Environment

A Journey down the World’s Deepest Hole Built by Soviet Scientists

A Journey down the World’s Deepest Hole Built by Soviet Scientists

The Cold War saw all sorts of scientific, military, cultural and technological peacocks, from sending turtles near the moon between the US and the Soviet Union to developing powerful preparatory bombs. But in the midst of all this muscle-flexible absorption, the deepest man-made hole on the planet remains less obscure than the Soviet feat of drilling. Known as the Kola Superdeep Borehole, the Kola Peninsula had ridiculously deep holes in the icy depths of northwestern Russia, not far from the Russian border with Norway.

The borehole itself is made up of numerous holes that extend from a central hole, the deepest of which – the SG-3 – runs 12,261 meters (40,226 feet) deep into the Earth’s crust.
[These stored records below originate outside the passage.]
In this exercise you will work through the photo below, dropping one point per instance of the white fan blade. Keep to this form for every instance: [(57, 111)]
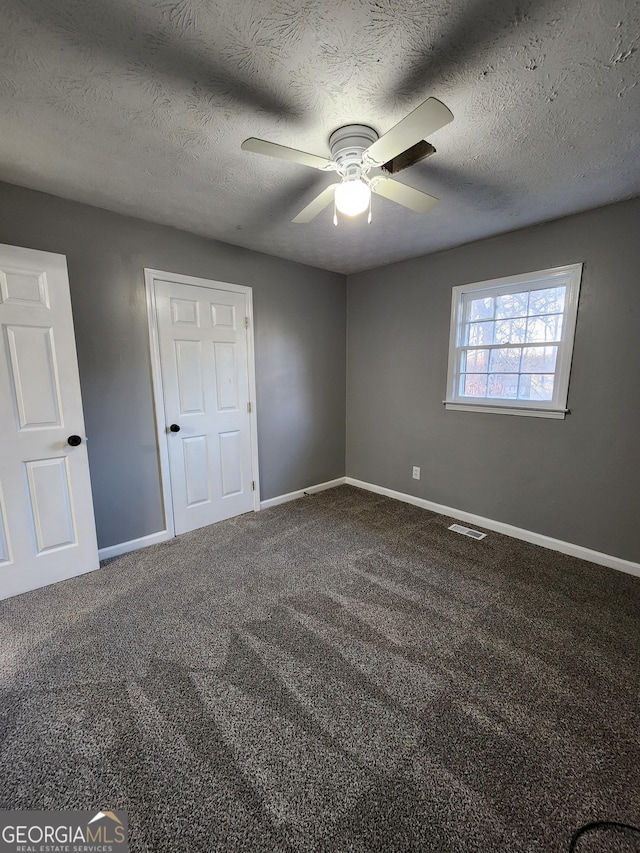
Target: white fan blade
[(423, 121), (272, 149), (318, 204), (404, 195)]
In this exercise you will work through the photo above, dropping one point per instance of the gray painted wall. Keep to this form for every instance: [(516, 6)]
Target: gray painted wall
[(299, 317), (574, 479)]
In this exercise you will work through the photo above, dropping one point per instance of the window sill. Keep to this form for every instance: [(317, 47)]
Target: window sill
[(525, 411)]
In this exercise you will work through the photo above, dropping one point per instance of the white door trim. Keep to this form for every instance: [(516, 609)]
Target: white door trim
[(150, 278)]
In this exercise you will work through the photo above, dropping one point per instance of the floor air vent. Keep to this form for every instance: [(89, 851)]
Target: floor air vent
[(467, 531)]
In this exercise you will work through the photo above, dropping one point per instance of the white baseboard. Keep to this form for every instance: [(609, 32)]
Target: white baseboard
[(508, 529), (292, 496), (133, 545)]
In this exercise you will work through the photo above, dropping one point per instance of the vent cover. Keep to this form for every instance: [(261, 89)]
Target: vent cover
[(467, 531)]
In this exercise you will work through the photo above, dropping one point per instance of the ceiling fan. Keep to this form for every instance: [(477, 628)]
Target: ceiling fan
[(364, 162)]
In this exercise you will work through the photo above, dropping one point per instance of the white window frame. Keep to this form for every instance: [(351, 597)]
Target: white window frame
[(571, 275)]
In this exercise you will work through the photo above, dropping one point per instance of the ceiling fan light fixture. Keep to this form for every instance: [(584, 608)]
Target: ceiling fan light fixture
[(353, 197)]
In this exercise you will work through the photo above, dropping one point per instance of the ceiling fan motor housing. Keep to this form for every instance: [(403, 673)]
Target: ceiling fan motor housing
[(348, 144)]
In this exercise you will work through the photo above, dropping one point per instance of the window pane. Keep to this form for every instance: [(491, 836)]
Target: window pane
[(475, 361), (548, 301), (510, 331), (512, 305), (504, 385), (545, 328), (480, 333), (536, 386), (481, 309), (474, 385), (539, 359), (505, 360)]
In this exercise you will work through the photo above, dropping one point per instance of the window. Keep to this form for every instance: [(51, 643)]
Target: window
[(511, 343)]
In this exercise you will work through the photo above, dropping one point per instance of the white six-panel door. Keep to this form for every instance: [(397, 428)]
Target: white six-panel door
[(202, 343), (47, 528)]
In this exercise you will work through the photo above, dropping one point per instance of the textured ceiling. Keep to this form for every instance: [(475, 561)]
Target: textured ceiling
[(140, 106)]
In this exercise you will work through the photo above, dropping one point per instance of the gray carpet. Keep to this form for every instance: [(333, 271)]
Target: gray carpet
[(340, 673)]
Despite this powerful depth, the diameter of the hole is no larger than that of any dinner plate. For the view, the depth of the hole is the height at which Mount Everest and Mount Fuji are placed on top of each other. It is the deepest point in the ocean, deeper than the Mariana Trench, which stretches to a depth of 11,034 meters (36,201 feet) above sea level.

The Americans started this race in the hole of the earth. In the early 1960s, the United States launched Project Mohole, which sought to sample the boundary between the crust and the mantle through the crust, with the aim of drilling it from a ship near a volcanic island in the Mexican Pacific Ocean.

Unfortunately, the project was a flop and was eventually canned after it was engulfed by scientific opposition, mismanagement and money problems. In Russia, things went from bad to worse. Drilling began on May 24, 1970, shortly after the collapse of the Soviet Union, and lasted until 1992, when it was not just political turmoil and the cash crunch that ended the ambitious project. According to BBC Future, the temperature at the bottom of the hole reached a sizzling 180 degrees Celsius (or 356 degrees Fahrenheit) by the time drilling stopped, which was fatally higher than their models had predicted.